J15 Part A Claims Processing Issues Log
Listed below are current system-related claims processing issues that have been reported to the Centers for Medicare & Medicaid Services (CMS) and/or the Fiscal Intermediary Standard System (FISS) Maintainer. This information is made available and updated as we have new information or updates to share, so you may review prior to contacting the Part A Provider Contact Center. A list of resolved issues is also available at the end of this list. If you still have questions, please call 866.590.6703.
|Reason Code/Status Location
||Because of Direct Data Entry (DDE) screen changes implemented in CR 8950 and CR 8434, the NDC quantity and qualifier fields have changed. Ensure your software vendor makes changes or updates for the new layout of MAP171E in DDE. Claims are RTPing if NDC information is present on the claim but is missing one of the required elements (NDC, quantity qualifier, or quantity).
There are 2 potential solutions for this issue: either enter the information in the RTP'd claim, or resubmit the claim after you have verified that your software vendor has implemented the correct field updates on MAP171E in DDE.
|36602, 36381 Status Locations SMG279 and SMG280
||HCPCS codes G0279 and G0280 are not pricing when submitted on claims.
There are ongoing issues with the pricing of the codes. CMS has advised contractors to continue to hold claims until further notice.
Claims with HCPCS codes G0279 or G0280 will be suspended in location SMG279 and SMG280 until the FISS April Quarterly Release, scheduled to go into production on 04.06.15, is implemented. There is no workaround. Once the release is implemented, suspended claims will be released by CGS.
|37096 (IRF PAI)
||Some IRF claims are receiving reason code 37096, even though the PAI has been submitted timely to QIES.
CGS was only able to identify a very limited number of claims that returned in error and that issue was forwarded to CMS/FISS to be researched. However, since the volume of claims affected is very low, the issue will not be given a high priority for resolution.
The majority of claims reviewed edited correctly. Therefore, providers are encouraged to review both the information submitted to QIES and on the claim to ensure the information is correct, matches and was submitted timely. If an error is identified (in QIES or on the claim), correct it and resubmit/F9 the claim. Please review the following article to ensure each element is addressed prior to resubmitting your claim: Inpatient Rehabilitation Facility - Patient Assessment Instrument (IRF – PAI), referenced by SE1342. Refer to Submission Date and Claims Processing: Scenarios.

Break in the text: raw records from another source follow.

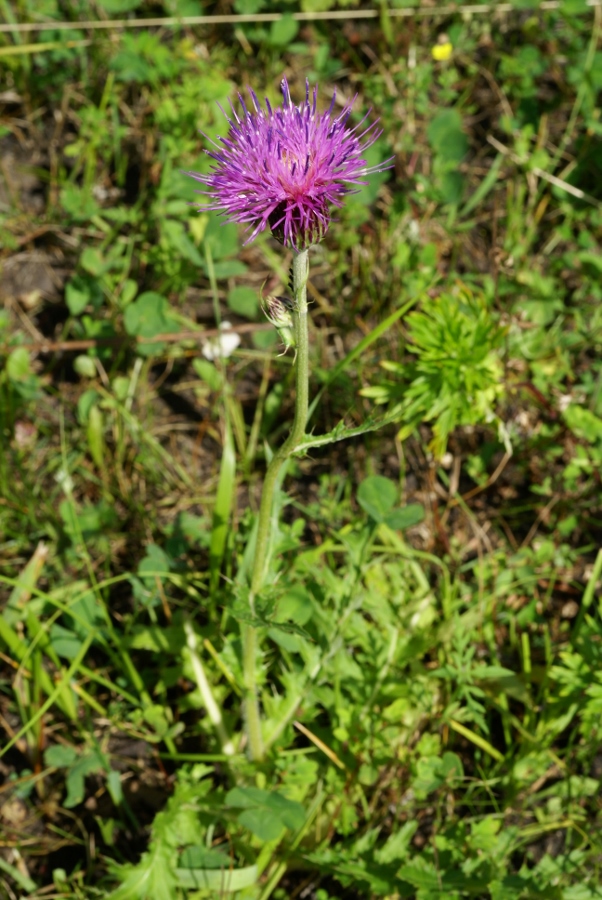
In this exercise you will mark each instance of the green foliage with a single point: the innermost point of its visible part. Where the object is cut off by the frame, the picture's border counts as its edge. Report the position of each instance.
(430, 637)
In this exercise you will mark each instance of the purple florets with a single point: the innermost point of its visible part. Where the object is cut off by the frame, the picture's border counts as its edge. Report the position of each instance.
(284, 168)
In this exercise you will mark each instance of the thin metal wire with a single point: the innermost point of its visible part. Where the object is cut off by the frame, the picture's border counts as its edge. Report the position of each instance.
(174, 21)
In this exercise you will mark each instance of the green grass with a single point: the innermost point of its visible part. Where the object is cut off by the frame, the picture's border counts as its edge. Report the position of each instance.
(431, 642)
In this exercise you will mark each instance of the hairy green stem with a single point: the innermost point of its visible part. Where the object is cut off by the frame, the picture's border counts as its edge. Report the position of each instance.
(249, 635)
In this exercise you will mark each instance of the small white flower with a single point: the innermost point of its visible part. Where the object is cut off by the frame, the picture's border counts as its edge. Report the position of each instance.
(223, 345)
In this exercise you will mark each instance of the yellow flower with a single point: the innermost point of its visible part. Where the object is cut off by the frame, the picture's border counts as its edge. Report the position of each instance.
(443, 49)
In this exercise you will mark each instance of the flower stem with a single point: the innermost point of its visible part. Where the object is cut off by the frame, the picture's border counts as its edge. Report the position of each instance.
(249, 635)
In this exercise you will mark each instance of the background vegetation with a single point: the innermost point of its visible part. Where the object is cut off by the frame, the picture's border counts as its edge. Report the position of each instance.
(431, 675)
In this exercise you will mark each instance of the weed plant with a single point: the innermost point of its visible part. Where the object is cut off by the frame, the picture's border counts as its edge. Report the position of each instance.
(431, 637)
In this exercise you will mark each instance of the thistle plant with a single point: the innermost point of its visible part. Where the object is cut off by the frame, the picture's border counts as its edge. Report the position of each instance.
(284, 169)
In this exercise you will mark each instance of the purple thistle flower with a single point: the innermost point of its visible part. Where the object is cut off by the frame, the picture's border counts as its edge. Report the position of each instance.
(284, 168)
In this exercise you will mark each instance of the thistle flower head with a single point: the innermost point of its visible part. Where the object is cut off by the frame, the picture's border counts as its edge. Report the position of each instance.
(285, 168)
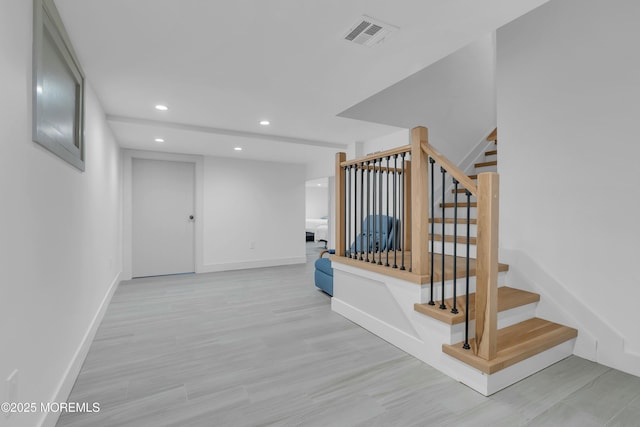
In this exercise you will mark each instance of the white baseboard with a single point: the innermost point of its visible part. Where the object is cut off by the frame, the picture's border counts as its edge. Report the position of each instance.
(241, 265)
(71, 374)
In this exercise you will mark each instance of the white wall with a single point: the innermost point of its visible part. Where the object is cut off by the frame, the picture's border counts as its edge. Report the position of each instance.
(453, 97)
(568, 79)
(317, 200)
(253, 214)
(60, 233)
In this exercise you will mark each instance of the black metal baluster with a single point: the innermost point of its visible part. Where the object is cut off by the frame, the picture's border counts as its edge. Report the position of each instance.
(410, 221)
(361, 211)
(373, 241)
(466, 345)
(402, 211)
(442, 203)
(354, 252)
(433, 224)
(368, 236)
(380, 214)
(393, 225)
(395, 232)
(454, 310)
(347, 218)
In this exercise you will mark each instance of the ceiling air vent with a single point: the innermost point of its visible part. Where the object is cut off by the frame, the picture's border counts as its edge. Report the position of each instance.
(368, 31)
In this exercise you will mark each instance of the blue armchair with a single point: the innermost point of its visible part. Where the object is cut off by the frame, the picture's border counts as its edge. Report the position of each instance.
(324, 273)
(378, 233)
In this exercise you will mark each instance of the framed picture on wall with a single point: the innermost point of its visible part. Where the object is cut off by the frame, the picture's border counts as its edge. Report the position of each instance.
(58, 87)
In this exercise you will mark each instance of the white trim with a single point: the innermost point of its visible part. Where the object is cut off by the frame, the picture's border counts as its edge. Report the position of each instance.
(475, 154)
(129, 155)
(73, 370)
(241, 265)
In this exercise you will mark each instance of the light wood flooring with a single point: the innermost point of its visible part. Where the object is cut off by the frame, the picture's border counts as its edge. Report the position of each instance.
(262, 347)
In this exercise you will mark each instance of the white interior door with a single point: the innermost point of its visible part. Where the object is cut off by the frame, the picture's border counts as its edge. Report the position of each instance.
(163, 224)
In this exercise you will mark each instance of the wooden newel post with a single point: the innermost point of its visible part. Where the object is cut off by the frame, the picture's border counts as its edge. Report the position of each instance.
(419, 201)
(487, 266)
(340, 205)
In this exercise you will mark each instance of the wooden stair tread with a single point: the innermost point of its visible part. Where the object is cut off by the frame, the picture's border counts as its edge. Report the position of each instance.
(451, 220)
(460, 191)
(460, 205)
(515, 344)
(493, 136)
(449, 238)
(508, 298)
(485, 164)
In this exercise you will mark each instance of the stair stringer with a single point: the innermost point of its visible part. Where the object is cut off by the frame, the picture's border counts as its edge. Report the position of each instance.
(597, 341)
(384, 305)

For further assistance on reports and important information, refer to Attachments # 1 and #2 on pages 5 and 6 of SE1342.
NOTE: Even though the QIES Assessment shows "Accepted” on the report, it does not signify that all the required data is present and matches.
The issue is still being researched. In the interim, providers should review their claims to ensure that the correct information has been submitted to QIES and submitted timely. If one of the issues is found, providers should submit the correct the information and resubmit to QIES and F9 the claim to CGS. Reminders are listed in the article Inpatient Rehabilitation Facility - Patient Assessment Instrument (IRF – PAI), referenced by SE1342. Refer to Submission Date and Claims Processing: Scenarios.
CGS is in the process of researching the issue.
||Some Mammography claims were submitted with covered ICD-9 codes, in accordance with our Local Coverage Determination (LCD), but were denied incorrectly.
The number of claims identified that were denied in error was small. These claims will be manually adjusted by CGS.